ADR 006 – Model Registry and Training Environment

Date: 2026-05-09
Status: Accepted
PRD: None
Drivers: Martin Lellep (@PellelNitram)
Deciders: Martin Lellep (@PellelNitram)

Context

ADR 002 adopted the HuggingFace ecosystem and noted two possible strategies for hosting custom model architectures on the HF Hub: (a) subclassing PreTrainedModel for full transformers integration, or (b) using the Hub as plain artifact storage. ADR 003 established compute_predictions(document, pipeline) as the central inference API, with models downloaded from HF Hub on first use.

HF Hub is already used in this project for dataset distribution: snapshot_download in xio.py fetches the IAM-OnDB training dataset, the benchmark dataset, and the examples dataset. This ADR extends that existing infrastructure to cover trained model artifacts.

The project is now at the point of training its first custom model: Carbune, a bidirectional LSTM stack with CTC loss. Carbune operates on online ink strokes (x/y/t time series from a stylus), a non-standard input domain that the transformers library has no built-in support for. It is implemented as a PyTorch Lightning LightningModule (LitModule1) and uses a custom AlphabetMapper tokeniser and a greedy CTC decoder — none of which map onto standard transformers abstractions. This is the root reason why off-the-shelf PreTrainedModel integration is impractical.

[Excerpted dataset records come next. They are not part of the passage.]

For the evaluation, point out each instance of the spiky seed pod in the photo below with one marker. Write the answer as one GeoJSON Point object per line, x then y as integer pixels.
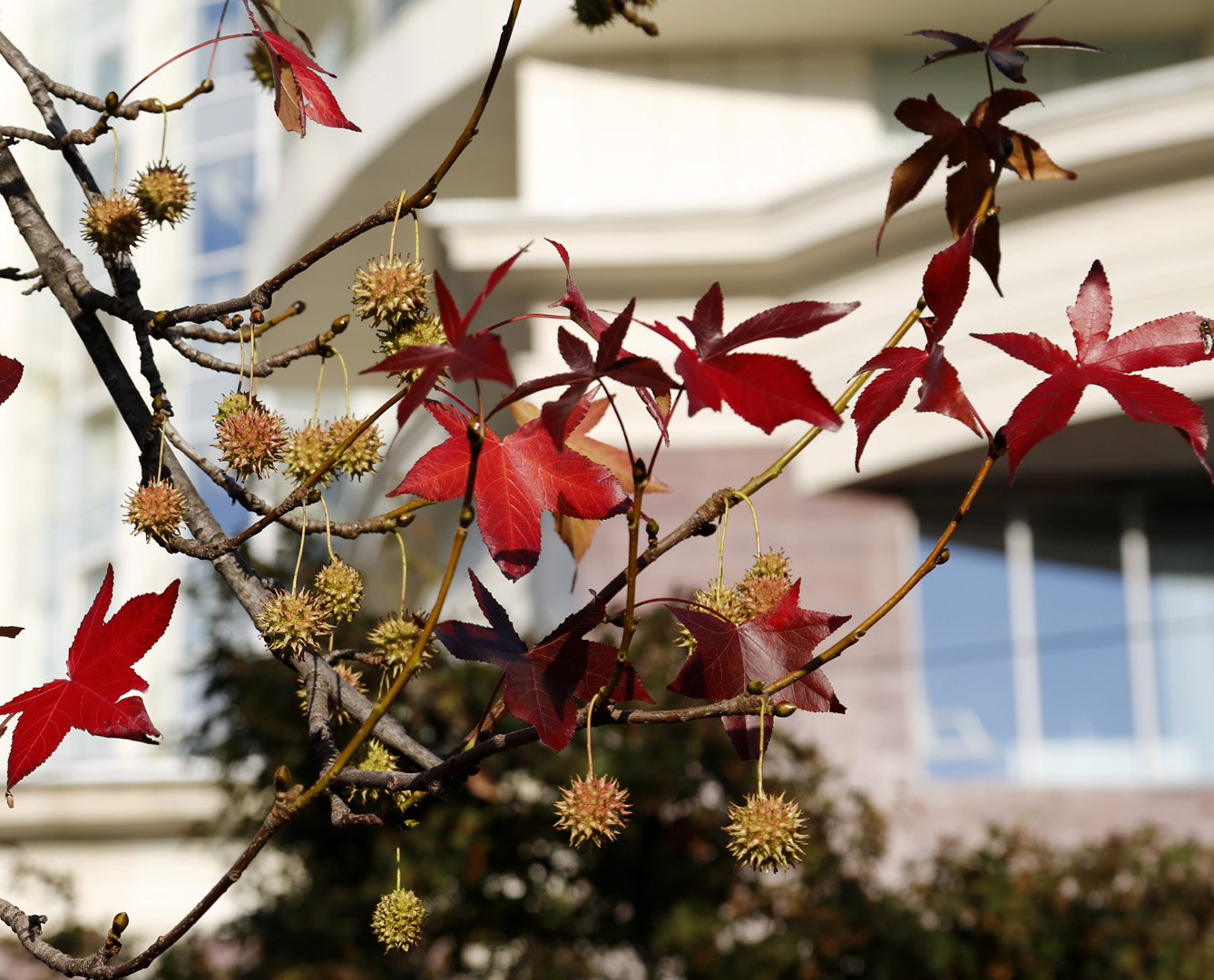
{"type": "Point", "coordinates": [398, 918]}
{"type": "Point", "coordinates": [337, 713]}
{"type": "Point", "coordinates": [373, 757]}
{"type": "Point", "coordinates": [593, 13]}
{"type": "Point", "coordinates": [293, 621]}
{"type": "Point", "coordinates": [113, 223]}
{"type": "Point", "coordinates": [258, 58]}
{"type": "Point", "coordinates": [765, 583]}
{"type": "Point", "coordinates": [304, 452]}
{"type": "Point", "coordinates": [340, 588]}
{"type": "Point", "coordinates": [395, 636]}
{"type": "Point", "coordinates": [251, 441]}
{"type": "Point", "coordinates": [390, 290]}
{"type": "Point", "coordinates": [766, 832]}
{"type": "Point", "coordinates": [232, 402]}
{"type": "Point", "coordinates": [592, 808]}
{"type": "Point", "coordinates": [365, 455]}
{"type": "Point", "coordinates": [162, 193]}
{"type": "Point", "coordinates": [155, 509]}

This ADR decides:

How custom models are stored on and retrieved from HF Hub.
What format trained models are exported to for inference.
How training code and its dependencies are organised within the repository.
How HF Hub model repositories are named.

Constraints: - The training framework is not fixed: different models may use Lightning, HF Trainer, or raw PyTorch. - The inference artifact must work independently of the training framework used. - The inference environment must be lean (PyInstaller compatibility is a future goal; see issues #66, #67). - A pipeline may use multiple models (ADR 003); naming must reflect individual models, not pipelines.

Decision

1. HF Hub as plain artifact storage

Custom models are stored on HF Hub as raw files — not by subclassing PreTrainedModel or using PyTorchModelHubMixin. Each model repository contains the inference artifact(s) and whatever supporting files the model requires to run (e.g. config.json, alphabet, tokeniser). The model builder decides what to upload alongside the primary artifact; there is no enforced schema for supporting files. Files are downloaded at inference time via hf_hub_download.

A typical post-training upload looks like:

from huggingface_hub import HfApi

api = HfApi()
api.upload_file(path_or_fileobj="exports/model.onnx", path_in_repo="model.onnx",
                repo_id="PellelNitram/xournalpp-htr-carbune")
api.upload_file(path_or_fileobj="exports/config.json", path_in_repo="config.json",
                repo_id="PellelNitram/xournalpp-htr-carbune")

To keep consumers free from knowing which files to fetch — or even which repository each model lives in — every model class implements the following abstract base class:

from abc import ABC, abstractmethod
from typing import ClassVar

class HFHubInferenceModel(ABC):
    HF_REPO_ID: ClassVar[str]

    def __init__(self, revision: str):
        self.revision = revision

    @classmethod
    @abstractmethod
    def from_pretrained(cls, revision: str = "main") -> "HFHubInferenceModel": ...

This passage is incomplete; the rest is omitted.